How we've grown, she marveled again.

"Want, Sherlock. More than anything, I need to know that you want me. I don't think need is always a bad thing, but I think being wanted is the best kind of compliment I could ever receive."

Sherlock rolled onto his side and looked at her. Slowly, he scooted over to her side of the bed and tangled his arms around, tugging her as close as the duvet would allow. Pressing his forehead to her temple, he whispered, "You are patient with me in a way that is rare for anyone who knows me. You do get frustrated with my rudeness and sometimes you get angry about the things I dismiss, but all of that helps me to be a better person. I'd be lying if I said I that I'm not afraid that humanity you've fostered in me would go, too, if you went away. So that's why I have let myself need you. I thought it would keep you here. I hadn't thought about the negative connotations."

She nodded, closing her eyes and feeling each spot where he touched and held her.

He pressed a swift kiss to her cheek. "But, please, Molly, if there is one thing I need you to know, it's just how much I want you. You make me happy, which isn't just something I never thought I'd feel, but it's something I never thought I'd care to feel. I was asleep in so many ways and you woke me up. I never knew I could want someone as much as I want you. And I am sorry you were made to question it."

Molly rolled into him, tucking her head under his chin. "I never questioned it. I just wanted to hear it. I want you, too. So much more than I knew I would."
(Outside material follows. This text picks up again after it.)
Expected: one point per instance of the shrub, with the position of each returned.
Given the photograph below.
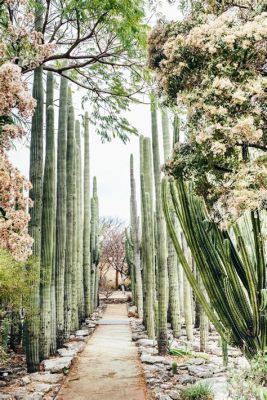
(200, 391)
His arms tightened around her. "Well, I am quite a catch," he said drily. "I can see why you'd want an irascible, intellectually arrogant pedant following you around."

Molly only pressed herself tighter to him. "You're wonderful. You're surprisingly sweet and can be astonishingly kind to people who don't annoy you. And you have a nice arse." When he pulled back to look wryly at her, she shrugged unapologetically. "It doesn't hurt. But don't worry. I'll think it's a nice arse even if you gain thirty stone and get ingrown hairs everywhere."
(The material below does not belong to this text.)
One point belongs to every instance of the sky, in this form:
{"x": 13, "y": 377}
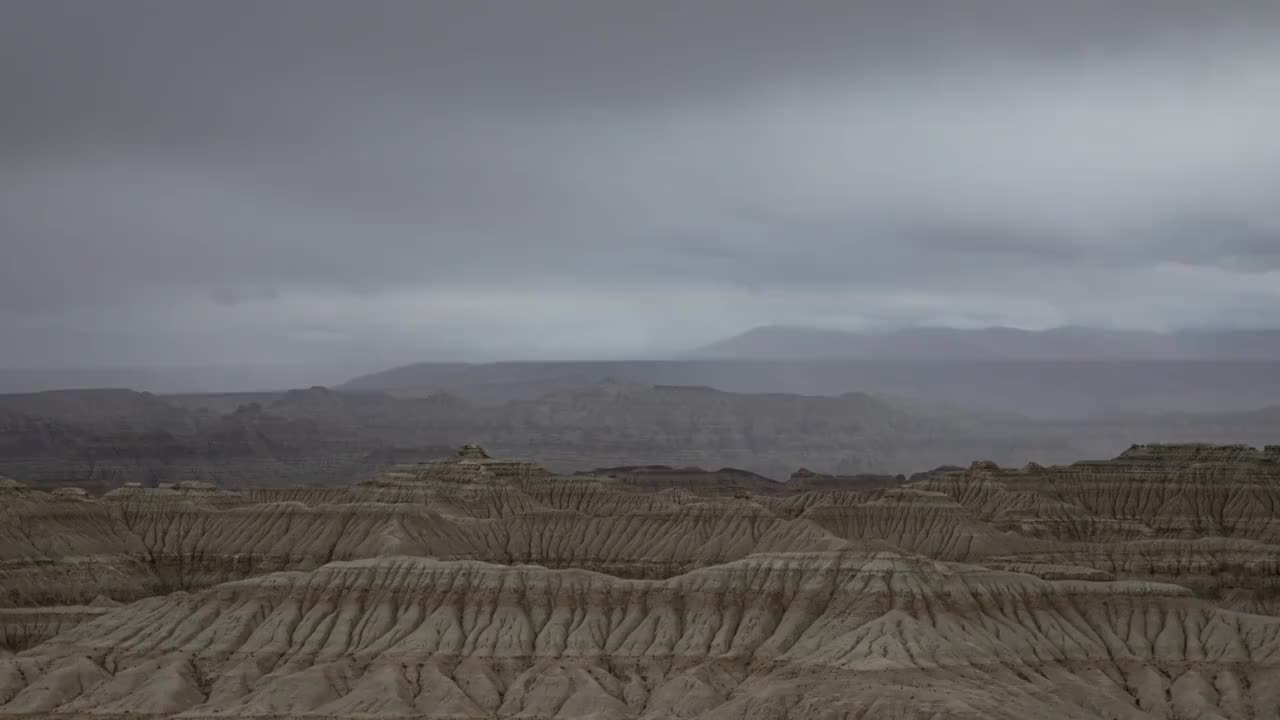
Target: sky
{"x": 375, "y": 182}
"Will you pop them for me?" he asked innocently.

She sniffed daintily. "Even I have my limits."

Sherlock grinned and kissed her one more time. "Go to sleep. I need to figure out how the sheik's wife hid the jewelry box in the tiger enclosure at the London Zoo and you're holding me up."

"How selfish of me."

"Yes. I trust you'll make it up to me. I'll wake you up for repayment in a couple of hours."

"Sure," Molly said amiably, "if by 'repayment', you mean a sharp horse bite on your thigh, then by all means, wake me up before my alarm."

"I'm going to trust that you're joking. Molly? Molly?"

She didn't bother to answer. She just rolled back over onto her stomach and tucked her arms in, relaxing into her pillow.

She fell asleep quickly, happy and wanted.